Siguiendo su costumbre, desarrolla sus argumentos con respecto al P.O.U.M., sus
errores, el carácter centrista de su política, su semejanza con Martov y la
corriente menchevique de izquierda. Evoca la historia del partido bolchevique
para explicar errores y derrotas, para mostrar que no se ha acabado la lucha y
que en el retroceso de la ola los revolucionarios deben encontrar, en el
análisis de sus errores, los medios para superarlos. Los dirigentes del
P.O.U.M., encarcelados desde hacia años, consiguen evadirse durante el desastre
de Cataluña, ayudados por los dirigentes del P.S.O.P., a los que aconsejarán de
aquí en adelante. Los nuevos dirigentes del P.O.U.M. defienden enérgicamente la
política de su partido durante la revolución, Ponen en guardia a Pivert y a sus
lugartenientes contra las tentativas por parte de los B.L. de combatirlos,
desarrollan los argumentos que desde entonces se harán famosos sobre el
«antitrotskismo de izquierdas»: el periódico del P.S.O.P. reproduce los
virulentos ataques de Kurt Landau, y Andrade prepara la edición de los
artículos y discursos de Andrés Nin sobre la revolución española. Trotsky no
conseguirá remontar la corriente. Además en 1939, con la guerra, desaparece el
P.S.O.P. y para muchos, incluso el recuerdo de las polémicas de la época de la
revolución y de la guerra civil.
Por última vez, en 1940, Trotsky trata el mayor problema en conjunto
que se le planteó a los revolucionarios españoles: el del partido
revolucionario. Los antiguos oposicionistas del P.C.F. que se han agrupado en
torno a la revista Que
faire? aprueban el folleto publicado en
1939 sobre España por un militante que regresa de allí, el polaco Borten. Es la
ocasión para Trotsky de retomar el problema de las relaciones entre el partido
revolucionario y la clase obrera, el de la dirección revolucionaria.

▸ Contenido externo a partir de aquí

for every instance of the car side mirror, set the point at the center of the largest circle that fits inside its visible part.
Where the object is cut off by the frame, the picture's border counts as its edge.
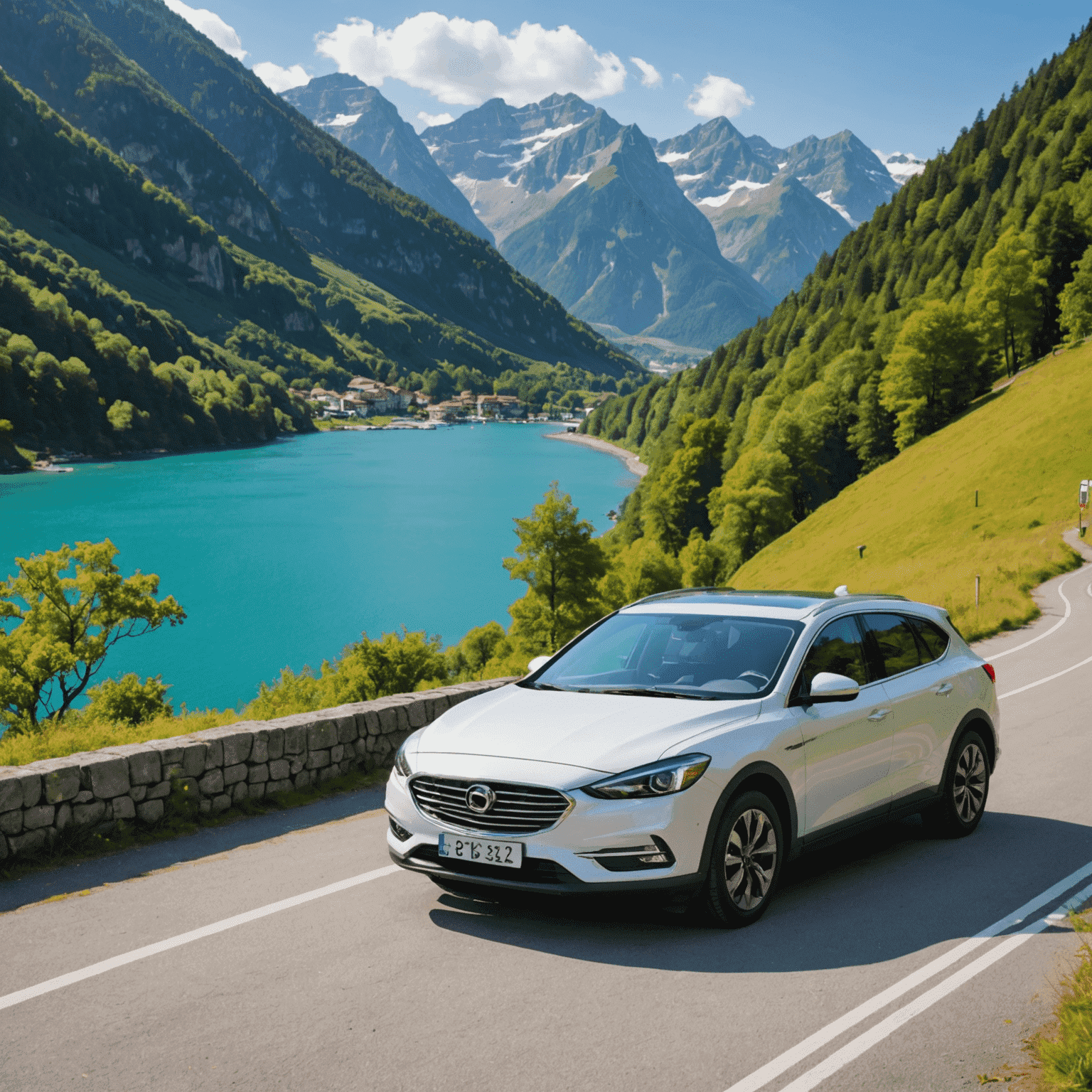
(827, 686)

Estaba trabajando en ello, al día siguiente de la ocupación de París
por las tropas hitlerianas, cuando el asesino de la G.P.U.,. el español Ramón
Mercader, le abre el cráneo con un piolet, el 20 de agosto de 1940. De España
había llegado el primer equipo de asesinos, constituido en torno al pintor
mejicano, antiguo miliciano del 5º regimiento de Madrid, David
Alfaro Siqueiros. También de España vino Ramón Mercader, que al igual que estos
hombres, tras haber aprendido en España sus primeros pasos de asesinos de
revolucionarios en el extranjero, y a gran escala, prepararon la expedición
contra el exiliado de Coyoacán: encabezándola el siniestro Eitingon, que en
Madrid se había hecho llamar Kotov. Pero en 1940, para los asesinos de la
G.P.U., ya no existe la excusa «antifascista»: ya no hay antifascismo desde que,
en 1939 se firmó el pacto germano-soviético, desde que HitIer y Stalin
colaboran en una Europa donde se extiende la marea negra, desde que los mejores
comunistas rusos que han luchado en España, caen, a su vez, por orden de
Stalin. Pero todo esto, evidentemente, es una razón suplementaria para asesinar
a Trotsky. ¡Suprema ironía, el asesino será condecorado con la orden de Lenin!
Los sepultureros de la revolución en España han concluido por fin su trabajo:
Trotsky se reúne con Nin en la muerte.